Pensa che non me ne frega nulla. Con i miei amici ci scherziamo parecchio. Però il giorno prima che uscisse il film in tutto il mondo ho pensato (ridendo): ‘Però! Mi vedranno nudo in 180 paesi!’.
Ha almeno preparato i familiari?
Gliel’ho detto quando ho girate quelle scene. Gli ho detto preparatevi, perché mi rivedrete nudo dopo dieci anni.
Ha limonato con Nicolas Maupas, Andrea Di Luigi e Alvise Rigo, chi bacia meglio dei tre?
Non saprei, sono baci finti, baci scenici, così come le scene di sesso. Sul set c’era un clima di tensione emotiva che incredibilmente è svanita dal momento in cui abbiamo finito di girare. È stato così anche con le donne che ho baciato nella serie. Per me è lavoro, non c’è nulla da fare, la mia vita sentimentale, passionale o sessuale la lascio fuori.
Lei è un attore molto versatile: uomini, donne. Non si pone limiti.
Saper recitare, cioè, riuscire a fare tutto ciò che mi chiede il regista per me è un punto di forza. È stata una enorme prova. Credo di aver dimostrato che posso variare. Anche il fatto di aver interpretato varie età. Ho dimostrato sul campo che non mi si può etichettare.
E chi lo fa solo perché ho interpretato un omosessuale, è ridicolo e neanche da commentare.
Il futuro?
Per adesso sono fermo ma ho un sacco di cose in ballo. Ho fatto dei provini. Sono supestizioso però: finchè non firmo non dico nulla.
Cosa le piacerebbe fare allora?
Mi piacerebbe fare un film o una serie di azione.
Non ha ancora assaggiato il brivido delle sale cinematografiche.
È vero. È una cosa che mi piacerebbe tantissimo. Anche se Nuovo Olimpo ho avuto l’emozione di vederlo sul grande schermo in sala alla Festa del Cinema,
Un po’ mi spiace che non sia andato al cinema.
Il più bel complimento che ha ricevuto e da chi?
Professionalmente parlando da Claudia Pandolfi che mi ha fatto un bel complimento. M ha detto una cosa meravigliosa, anche se apparentemente banale, se vuoi semplice, ma molto profonda.
Ovvero?
Alla fine delle riprese di Un professore, dove lei interpreta mia madre, mi ha detto:’grazie per essere come sei!’
Ed è una cosa che l’ha colpita?
A parte che me lo ha fatto un’attrice straordinaria? Perché non è scontata come cosa. Perchè mi sta ringraziando per il modo in cui vivo le cose, in cui comunico e condivido. Abbiamo fatto tante scene insieme e abbiamo condiviso molto. Oramai per me lei è un affetto caro. Devo dire anche gli altri del cast.

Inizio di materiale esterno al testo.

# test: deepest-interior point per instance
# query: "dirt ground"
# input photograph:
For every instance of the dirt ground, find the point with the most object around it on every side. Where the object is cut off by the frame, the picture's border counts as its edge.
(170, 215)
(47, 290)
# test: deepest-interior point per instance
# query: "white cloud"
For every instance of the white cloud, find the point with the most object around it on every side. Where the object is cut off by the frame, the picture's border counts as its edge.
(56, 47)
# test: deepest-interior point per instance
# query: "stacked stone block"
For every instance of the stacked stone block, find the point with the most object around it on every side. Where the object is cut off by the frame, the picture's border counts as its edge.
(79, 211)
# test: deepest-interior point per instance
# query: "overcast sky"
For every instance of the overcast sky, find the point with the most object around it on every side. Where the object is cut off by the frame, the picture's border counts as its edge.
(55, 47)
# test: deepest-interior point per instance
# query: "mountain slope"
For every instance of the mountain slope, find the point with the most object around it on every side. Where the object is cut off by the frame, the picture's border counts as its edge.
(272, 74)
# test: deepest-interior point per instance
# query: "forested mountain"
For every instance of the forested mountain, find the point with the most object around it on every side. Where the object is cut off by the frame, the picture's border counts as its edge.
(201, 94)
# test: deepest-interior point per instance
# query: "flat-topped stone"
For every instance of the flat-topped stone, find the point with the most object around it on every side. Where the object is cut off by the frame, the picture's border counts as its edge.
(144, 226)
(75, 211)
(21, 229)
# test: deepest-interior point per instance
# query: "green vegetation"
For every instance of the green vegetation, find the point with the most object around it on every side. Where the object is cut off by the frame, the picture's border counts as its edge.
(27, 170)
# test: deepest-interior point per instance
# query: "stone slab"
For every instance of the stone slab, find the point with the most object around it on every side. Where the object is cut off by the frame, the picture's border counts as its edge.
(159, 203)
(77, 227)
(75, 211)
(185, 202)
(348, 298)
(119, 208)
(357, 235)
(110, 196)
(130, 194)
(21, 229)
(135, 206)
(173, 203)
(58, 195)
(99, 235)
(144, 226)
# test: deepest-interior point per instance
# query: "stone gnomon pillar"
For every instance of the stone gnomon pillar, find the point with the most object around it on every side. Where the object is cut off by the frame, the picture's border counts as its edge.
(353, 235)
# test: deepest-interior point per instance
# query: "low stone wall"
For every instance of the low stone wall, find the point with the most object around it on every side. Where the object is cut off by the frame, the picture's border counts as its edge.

Tutti gli attori e le attrici, ma anche la troupe della serie: condividiamo una grave perdita rappresentata dal suo creatore, Alessandra D’Alatri.
Gli affetti e i rapporti umani da lui creati durante le riprese della prima stagione sono rimasti in suo onore anche nella seconda. Ma non perché lui non c’è più, ma perché li ha creati e sono rimasti veri.